I enjoyed the second half quite a bit.
Well, mostly. There’s still the part where most of the mysteries in the novel are all answered in a single chapter by a man telling Hale what’s what because he's spent his entire life figuring out nothing. On the plus side, Hale does get punched in the face a few times during the conversation.
Also, can I ramble a bit about the representation of women in this book? It’s not actually bad, it’s just not good.
Until it’s just hilarious.
I suppose I should be happy that the occasional background person happens to be female. Honestly, it was nice to see that not every random person Hale encountered was male. But. When the only two women besides the love interest who make more than one appearance are the mother (who dies when he’s a child) and a mysterious evil woman who issues invitations of a sexual nature . . . well.
There are a few other women on the planet, including the woman who approaches Hale to enlist him as a communist operative, but more often than not, they’re more backdrop than character. Even the ones with names aren’t usually present or mentioned more than a single time. The ones who are actual, real women are just included as set dressing for the secret history, and are more likely to be thought about than actually in a scene.
A woman named Sabri Khan makes an appearance around the 65% mark. She walks into a room, turns around, and walks back out of the room.
That’s all she does.
I am not kidding even a little.
That is just one of the many jokes the book makes about its own lack of representation.
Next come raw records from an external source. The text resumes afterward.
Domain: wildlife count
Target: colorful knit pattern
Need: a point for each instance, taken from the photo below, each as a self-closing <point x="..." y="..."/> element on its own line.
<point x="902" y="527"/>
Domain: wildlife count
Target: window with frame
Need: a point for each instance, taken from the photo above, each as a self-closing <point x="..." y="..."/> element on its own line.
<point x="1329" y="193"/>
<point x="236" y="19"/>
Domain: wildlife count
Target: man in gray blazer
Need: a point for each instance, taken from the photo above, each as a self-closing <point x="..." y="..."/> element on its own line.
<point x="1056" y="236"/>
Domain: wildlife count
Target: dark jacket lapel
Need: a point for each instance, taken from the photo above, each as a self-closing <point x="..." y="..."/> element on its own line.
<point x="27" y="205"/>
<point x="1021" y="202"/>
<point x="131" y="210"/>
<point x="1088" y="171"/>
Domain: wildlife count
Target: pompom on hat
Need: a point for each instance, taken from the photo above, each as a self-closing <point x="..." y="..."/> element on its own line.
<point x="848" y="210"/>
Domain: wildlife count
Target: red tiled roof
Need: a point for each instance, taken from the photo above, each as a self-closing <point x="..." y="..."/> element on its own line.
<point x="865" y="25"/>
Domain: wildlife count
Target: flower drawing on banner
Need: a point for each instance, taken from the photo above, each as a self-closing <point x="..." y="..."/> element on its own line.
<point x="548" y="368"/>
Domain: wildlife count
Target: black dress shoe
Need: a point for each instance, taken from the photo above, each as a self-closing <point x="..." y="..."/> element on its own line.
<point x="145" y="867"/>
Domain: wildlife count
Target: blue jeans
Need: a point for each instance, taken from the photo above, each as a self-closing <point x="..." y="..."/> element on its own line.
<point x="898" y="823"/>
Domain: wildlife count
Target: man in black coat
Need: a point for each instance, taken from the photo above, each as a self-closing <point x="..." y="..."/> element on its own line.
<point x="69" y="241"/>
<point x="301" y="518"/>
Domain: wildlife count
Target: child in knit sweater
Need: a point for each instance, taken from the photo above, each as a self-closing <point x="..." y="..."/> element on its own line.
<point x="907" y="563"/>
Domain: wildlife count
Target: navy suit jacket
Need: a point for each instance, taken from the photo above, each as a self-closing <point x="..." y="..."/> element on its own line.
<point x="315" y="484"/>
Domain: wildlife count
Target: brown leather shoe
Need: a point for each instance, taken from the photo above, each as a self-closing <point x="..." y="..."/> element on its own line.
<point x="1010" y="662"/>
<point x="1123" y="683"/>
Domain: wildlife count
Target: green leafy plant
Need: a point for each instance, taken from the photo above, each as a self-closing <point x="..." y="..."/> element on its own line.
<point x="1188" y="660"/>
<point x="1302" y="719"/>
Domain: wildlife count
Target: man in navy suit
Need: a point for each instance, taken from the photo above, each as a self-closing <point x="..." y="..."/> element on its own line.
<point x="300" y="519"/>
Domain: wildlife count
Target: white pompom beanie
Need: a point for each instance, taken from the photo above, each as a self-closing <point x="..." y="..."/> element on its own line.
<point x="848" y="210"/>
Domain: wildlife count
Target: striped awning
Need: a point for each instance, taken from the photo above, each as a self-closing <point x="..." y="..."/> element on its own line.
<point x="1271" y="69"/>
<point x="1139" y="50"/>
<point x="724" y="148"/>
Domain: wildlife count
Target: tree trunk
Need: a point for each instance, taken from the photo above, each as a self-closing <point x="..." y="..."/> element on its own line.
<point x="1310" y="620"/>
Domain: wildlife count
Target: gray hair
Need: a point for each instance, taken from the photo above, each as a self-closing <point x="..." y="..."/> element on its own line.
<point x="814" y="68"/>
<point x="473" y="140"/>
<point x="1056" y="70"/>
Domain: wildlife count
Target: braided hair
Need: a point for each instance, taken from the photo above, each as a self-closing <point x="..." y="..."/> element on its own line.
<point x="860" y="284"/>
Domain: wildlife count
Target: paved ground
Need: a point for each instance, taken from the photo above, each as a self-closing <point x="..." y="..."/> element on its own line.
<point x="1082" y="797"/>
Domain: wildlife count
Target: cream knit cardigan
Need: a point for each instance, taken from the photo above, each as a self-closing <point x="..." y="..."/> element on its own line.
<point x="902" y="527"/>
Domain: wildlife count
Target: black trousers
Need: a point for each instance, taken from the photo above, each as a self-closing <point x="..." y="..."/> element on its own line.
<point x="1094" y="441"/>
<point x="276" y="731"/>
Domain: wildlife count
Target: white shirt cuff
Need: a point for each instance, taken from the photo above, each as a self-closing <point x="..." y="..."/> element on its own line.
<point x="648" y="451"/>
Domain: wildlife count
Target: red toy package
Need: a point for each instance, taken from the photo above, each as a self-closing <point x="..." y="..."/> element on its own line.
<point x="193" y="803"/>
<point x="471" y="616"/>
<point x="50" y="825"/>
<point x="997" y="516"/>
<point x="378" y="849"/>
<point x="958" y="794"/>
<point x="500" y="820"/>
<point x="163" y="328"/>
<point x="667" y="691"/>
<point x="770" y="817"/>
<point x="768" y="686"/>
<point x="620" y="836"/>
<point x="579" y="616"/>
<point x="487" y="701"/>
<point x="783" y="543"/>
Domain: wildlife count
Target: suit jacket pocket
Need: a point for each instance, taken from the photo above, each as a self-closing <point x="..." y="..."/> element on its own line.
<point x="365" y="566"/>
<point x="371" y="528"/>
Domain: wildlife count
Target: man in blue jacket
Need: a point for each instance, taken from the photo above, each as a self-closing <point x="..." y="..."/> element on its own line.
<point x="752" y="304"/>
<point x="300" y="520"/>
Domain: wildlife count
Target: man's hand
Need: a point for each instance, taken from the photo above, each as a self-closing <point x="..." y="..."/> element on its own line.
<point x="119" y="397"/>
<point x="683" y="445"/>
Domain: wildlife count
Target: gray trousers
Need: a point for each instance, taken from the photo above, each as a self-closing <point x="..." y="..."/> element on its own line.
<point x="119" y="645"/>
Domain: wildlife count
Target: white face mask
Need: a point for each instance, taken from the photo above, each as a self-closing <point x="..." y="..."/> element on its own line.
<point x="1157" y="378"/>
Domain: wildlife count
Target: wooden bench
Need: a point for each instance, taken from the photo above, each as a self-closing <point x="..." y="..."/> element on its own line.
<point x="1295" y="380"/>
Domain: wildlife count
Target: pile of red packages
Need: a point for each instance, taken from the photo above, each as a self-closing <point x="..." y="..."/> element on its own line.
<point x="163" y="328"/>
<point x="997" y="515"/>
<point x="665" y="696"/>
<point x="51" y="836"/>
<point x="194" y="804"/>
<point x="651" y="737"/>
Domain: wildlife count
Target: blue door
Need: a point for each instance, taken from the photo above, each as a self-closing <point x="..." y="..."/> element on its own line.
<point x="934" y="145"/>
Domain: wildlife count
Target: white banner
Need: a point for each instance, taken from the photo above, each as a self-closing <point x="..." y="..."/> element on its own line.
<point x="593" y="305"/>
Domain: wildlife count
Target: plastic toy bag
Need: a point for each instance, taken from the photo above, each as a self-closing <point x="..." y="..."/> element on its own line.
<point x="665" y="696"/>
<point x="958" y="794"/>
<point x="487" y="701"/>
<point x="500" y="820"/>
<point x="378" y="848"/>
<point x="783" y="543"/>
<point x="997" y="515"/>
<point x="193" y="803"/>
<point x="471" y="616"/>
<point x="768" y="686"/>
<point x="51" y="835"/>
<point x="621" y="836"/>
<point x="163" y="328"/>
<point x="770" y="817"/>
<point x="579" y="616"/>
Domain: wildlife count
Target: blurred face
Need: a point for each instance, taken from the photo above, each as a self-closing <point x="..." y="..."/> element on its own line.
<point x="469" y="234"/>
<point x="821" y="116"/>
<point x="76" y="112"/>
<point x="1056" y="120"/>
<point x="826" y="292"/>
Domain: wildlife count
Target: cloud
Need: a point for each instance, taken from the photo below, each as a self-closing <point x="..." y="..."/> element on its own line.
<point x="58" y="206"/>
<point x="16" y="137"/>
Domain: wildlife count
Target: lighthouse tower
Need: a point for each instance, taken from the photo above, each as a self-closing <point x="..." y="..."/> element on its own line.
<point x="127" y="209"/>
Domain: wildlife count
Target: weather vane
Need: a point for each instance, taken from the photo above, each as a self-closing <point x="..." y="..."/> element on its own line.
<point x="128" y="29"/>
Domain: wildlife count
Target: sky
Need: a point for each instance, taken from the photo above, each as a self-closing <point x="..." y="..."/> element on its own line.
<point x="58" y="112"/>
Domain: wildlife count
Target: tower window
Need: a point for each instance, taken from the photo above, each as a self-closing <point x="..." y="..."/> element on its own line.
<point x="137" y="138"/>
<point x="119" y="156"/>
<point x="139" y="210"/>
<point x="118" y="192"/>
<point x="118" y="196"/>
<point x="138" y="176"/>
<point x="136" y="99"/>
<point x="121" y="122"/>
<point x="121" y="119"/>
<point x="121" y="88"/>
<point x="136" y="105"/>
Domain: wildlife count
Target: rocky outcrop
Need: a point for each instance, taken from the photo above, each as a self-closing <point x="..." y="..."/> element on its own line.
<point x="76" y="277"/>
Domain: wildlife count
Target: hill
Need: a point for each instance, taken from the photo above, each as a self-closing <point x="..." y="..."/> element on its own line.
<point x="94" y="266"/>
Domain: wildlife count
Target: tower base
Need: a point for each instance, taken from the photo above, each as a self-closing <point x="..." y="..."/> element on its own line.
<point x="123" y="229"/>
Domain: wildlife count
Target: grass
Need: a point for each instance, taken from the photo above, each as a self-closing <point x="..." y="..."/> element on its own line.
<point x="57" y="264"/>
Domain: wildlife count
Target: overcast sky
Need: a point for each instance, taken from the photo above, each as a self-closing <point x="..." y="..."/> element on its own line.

Like that time Hale is set up by a pretty girl from St. Hilda’s College? He should have realized something was hokey when, even though her invitation arrived by post, she didn’t get a name.
Here are a few more:
“Don’t write them down, but remember them. One day Theodora will as you about them.”
“Yes, sir, I will, sir.” Andrew was simply postponing the effort of trying to imagine some no doubt frightening looking woman named Theodora interrogating him about his dreams at some future date.
Obviously, the punch line to this gag is that Theodora is the last name of the man he’ll eventually report to.
Hale was entranced with the Dublin accent of one Iris Murdoch, but she was an elegant twenty-two-year-old Somerville student, and he couldn’t imagine suggesting to her that she come out for tea with him sometime.
Hilariously, Iris Murdoch never actually says anything in this book. This sentence is the entirety of her existence in the book. Isn’t her accent charming? Murdoch is a real person, so her inclusion is part of building that well-constructed secret history, but I’m still going to laugh at how she’s included. As a woman whose defining trait isn’t even used on the page.
Even having said all this, I’m giving Declare a lot of stars. I can’t deny that it is a brilliant, amazing work. I would have preferred the version that was a fast paced supernatural spy thriller. I would have preferred the version that had more POV characters sooner.